Sustainability spotlightThis study presents a sustainable bioprocessing strategy to convert Sohiong (Prunus nepalensis), an underutilised wild fruit rich in phenolics and anthocyanins, into a high-value probiotic-fermented functional beverage. By integrating response surface methodology with artificial neural network–genetic algorithm modelling, the process achieved superior antioxidant activity and bioactive retention while minimising trial-and-error experimentation, thereby reducing material, energy, and experimental resource use. The approach promotes the development of clean-label, functional products using locally available biodiversity and aligns with the principles of the circular bioeconomy. Valorisation of indigenous fruits through precision fermentation contributes to SDG 3 (Good Health and Well-being), SDG 9 (Industry, Innovation and Infrastructure), SDG 12 (Responsible Consumption and Production), and SDG 13 (Climate Action). This work offers a scalable, data-driven model for sustainable, eco-innovative food bioprocessing that supports climate-smart nutrition, rural enterprise, and functional-beverage innovation, advancing sustainable food systems and promoting regional agricultural resilience. |
The biochemical composition of Sohiong (P. nepalensis) demonstrates remarkable therapeutic potential, containing high concentrations of anthocyanins (∼984 mg C3G per 100 g dry mass), essential micronutrients, and bioactive phytochemicals that contribute to its pronounced antioxidant capacity, as shown by DPPH and FRAP assays.3 These constituents have also been applied in product development, such as yoghurt, syrups, and hard candies, where anthocyanin stability was maintained over 14–90 days.4 However, commercial processing remains severely constrained due to an ephemeral harvesting season (August–November) and rapid post-harvest deterioration (shelf life of only 4–5 days under ambient conditions), limiting its accessibility to broader markets.5
The development of innovative processing technologies, particularly the formulation of probiotic-enriched products such as fermented beverages and dehydrated powders, presents a strategic approach to overcoming these inherent limitations. Such value-added initiatives preserve the functional bioactive components and extend the product's commercial viability, therefore addressing the growing consumer preference for nutraceutical products with demonstrated health benefits. Fermentative bioprocessing utilizing probiotic microorganisms represents a well-established biotechnological approach for enhancing the functional properties of food matrices. The strategic application of beneficial microorganisms, including Lactobacillus species and Bifidobacterium strains, facilitates the development of functional foods with demonstrated clinical efficacy in promoting intestinal health, immunomodulation, and optimizing nutrient bioavailability.6,7
Response surface methodology is a collection of statistical and mathematical methods designed to elucidate relationships among multiple independent variables and their corresponding response parameters,8 establishing it as the predominant optimization approach in fermentation process development.9 Contemporary research has witnessed the emergence of alternative algorithmic approaches for fermentation optimization applications.

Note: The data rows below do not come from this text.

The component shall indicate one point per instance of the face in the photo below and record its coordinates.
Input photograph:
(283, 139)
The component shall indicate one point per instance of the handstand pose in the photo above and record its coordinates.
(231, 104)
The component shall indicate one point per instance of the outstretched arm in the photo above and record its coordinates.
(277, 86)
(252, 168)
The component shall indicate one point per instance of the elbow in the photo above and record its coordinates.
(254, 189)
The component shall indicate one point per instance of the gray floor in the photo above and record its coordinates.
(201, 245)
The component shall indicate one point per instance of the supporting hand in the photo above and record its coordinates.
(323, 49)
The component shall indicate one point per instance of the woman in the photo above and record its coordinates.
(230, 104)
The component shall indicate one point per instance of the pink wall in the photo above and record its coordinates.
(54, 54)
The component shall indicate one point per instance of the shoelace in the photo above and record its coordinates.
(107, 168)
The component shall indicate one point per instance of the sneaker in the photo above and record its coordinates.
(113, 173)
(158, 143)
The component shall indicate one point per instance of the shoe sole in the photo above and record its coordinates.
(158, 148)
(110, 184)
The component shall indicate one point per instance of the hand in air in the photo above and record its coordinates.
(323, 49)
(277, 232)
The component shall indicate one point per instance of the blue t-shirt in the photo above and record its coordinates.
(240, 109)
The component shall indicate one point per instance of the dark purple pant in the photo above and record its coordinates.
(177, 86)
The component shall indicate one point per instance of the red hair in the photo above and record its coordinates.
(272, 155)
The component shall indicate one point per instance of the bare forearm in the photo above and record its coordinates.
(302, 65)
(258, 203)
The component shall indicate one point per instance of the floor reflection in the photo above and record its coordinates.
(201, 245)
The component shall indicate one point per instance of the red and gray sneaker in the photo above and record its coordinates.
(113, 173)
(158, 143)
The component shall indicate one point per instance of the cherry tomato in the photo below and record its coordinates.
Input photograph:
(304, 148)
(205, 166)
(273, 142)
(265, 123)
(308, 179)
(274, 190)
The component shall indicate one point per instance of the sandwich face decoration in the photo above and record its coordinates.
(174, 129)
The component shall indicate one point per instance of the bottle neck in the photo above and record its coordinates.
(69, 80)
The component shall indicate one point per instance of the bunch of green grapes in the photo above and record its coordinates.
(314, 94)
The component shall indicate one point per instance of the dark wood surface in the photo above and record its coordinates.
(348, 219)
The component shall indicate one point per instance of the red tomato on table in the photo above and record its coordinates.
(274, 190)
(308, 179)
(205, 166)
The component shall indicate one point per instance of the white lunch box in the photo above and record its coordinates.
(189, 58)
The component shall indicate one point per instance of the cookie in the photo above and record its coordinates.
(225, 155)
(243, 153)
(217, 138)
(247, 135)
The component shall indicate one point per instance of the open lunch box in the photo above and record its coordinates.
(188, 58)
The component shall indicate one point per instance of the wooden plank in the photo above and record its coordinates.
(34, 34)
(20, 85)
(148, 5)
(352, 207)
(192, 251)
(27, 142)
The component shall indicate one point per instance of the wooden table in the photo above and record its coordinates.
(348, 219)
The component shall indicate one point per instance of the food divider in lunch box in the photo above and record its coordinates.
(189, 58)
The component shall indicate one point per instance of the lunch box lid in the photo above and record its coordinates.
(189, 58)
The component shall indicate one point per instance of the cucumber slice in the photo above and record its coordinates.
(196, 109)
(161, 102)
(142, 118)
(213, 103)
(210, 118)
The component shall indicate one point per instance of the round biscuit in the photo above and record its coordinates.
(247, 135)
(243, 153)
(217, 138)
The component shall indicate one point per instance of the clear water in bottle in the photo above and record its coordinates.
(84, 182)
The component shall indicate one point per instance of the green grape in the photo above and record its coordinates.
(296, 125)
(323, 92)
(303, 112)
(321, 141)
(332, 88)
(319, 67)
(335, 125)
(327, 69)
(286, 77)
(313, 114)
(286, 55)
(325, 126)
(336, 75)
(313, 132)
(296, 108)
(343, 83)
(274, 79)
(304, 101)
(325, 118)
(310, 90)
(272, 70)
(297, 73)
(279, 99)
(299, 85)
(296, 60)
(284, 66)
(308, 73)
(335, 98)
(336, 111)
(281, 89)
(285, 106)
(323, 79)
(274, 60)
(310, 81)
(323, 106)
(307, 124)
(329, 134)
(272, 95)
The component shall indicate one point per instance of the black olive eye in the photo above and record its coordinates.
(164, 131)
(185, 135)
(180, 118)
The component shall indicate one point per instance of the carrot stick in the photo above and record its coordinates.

Advanced extraction methodologies have been refined through integration of response surface analysis with reverse propagation neural network–genetic algorithm frameworks. Dragoi et al.10 developed and validated an enhanced adaptive differential evolution algorithm incorporating neural modelling capable of optimizing aerobic fermentation processes using precise computational modelling.
ANN constitutes sophisticated deep learning methodology capable of modelling intricate nonlinear interdependencies among process variables.9 GA represent computationally effective optimization techniques which emulate biological evolutionary mechanisms, including selection pressure, genetic crossover, and mutation operations. Throughout the preceding decade, the synergistic application of ANN–GA hybrid systems has gained prominence in fermentation process optimization and extraction parameter determination, demonstrating superior efficiency in identifying optimal operational conditions with reduced experimental burden. Representative applications include pectin recovery from sunflower seed matrices, polyphenolic compound extraction from green tea substrates, bioactive compound isolation from pitaya peel waste, and ellagitannin recovery from black raspberry seed materials.11–13 The superior performance of ANN systems in modelling complex nonlinear variable relationships often surpasses conventional fitting methodologies such as traditional RSM approaches.14
Although several studies highlight the effectiveness of statistical and AI-based optimization across various food systems, none have explored Sohiong, an underutilized, anthocyanin-rich wild fruit. For the first time, this research integrates RSM with ANN–GA hybrid modeling to optimize Sohiong probiotic beverage fermentation, thereby demonstrating both the functional potential and the superior predictive accuracy of ANN–GA in fermentation systems. The present investigation establishes the following research objectives: (I) implementation of the Plackett–Burman experimental design to identify statistically significant process variables, (II) development and validation of both ANN–GA and RSM predictive models, (III) comparative evaluation of RSM and ANN–GA methodologies to determine the optimal modelling approach and derive optimal fermentation parameters. The research outcomes will provide essential technical foundation for industrial production scaling while contributing valuable insights for fermentation optimization methodologies in similar bioprocessing applications.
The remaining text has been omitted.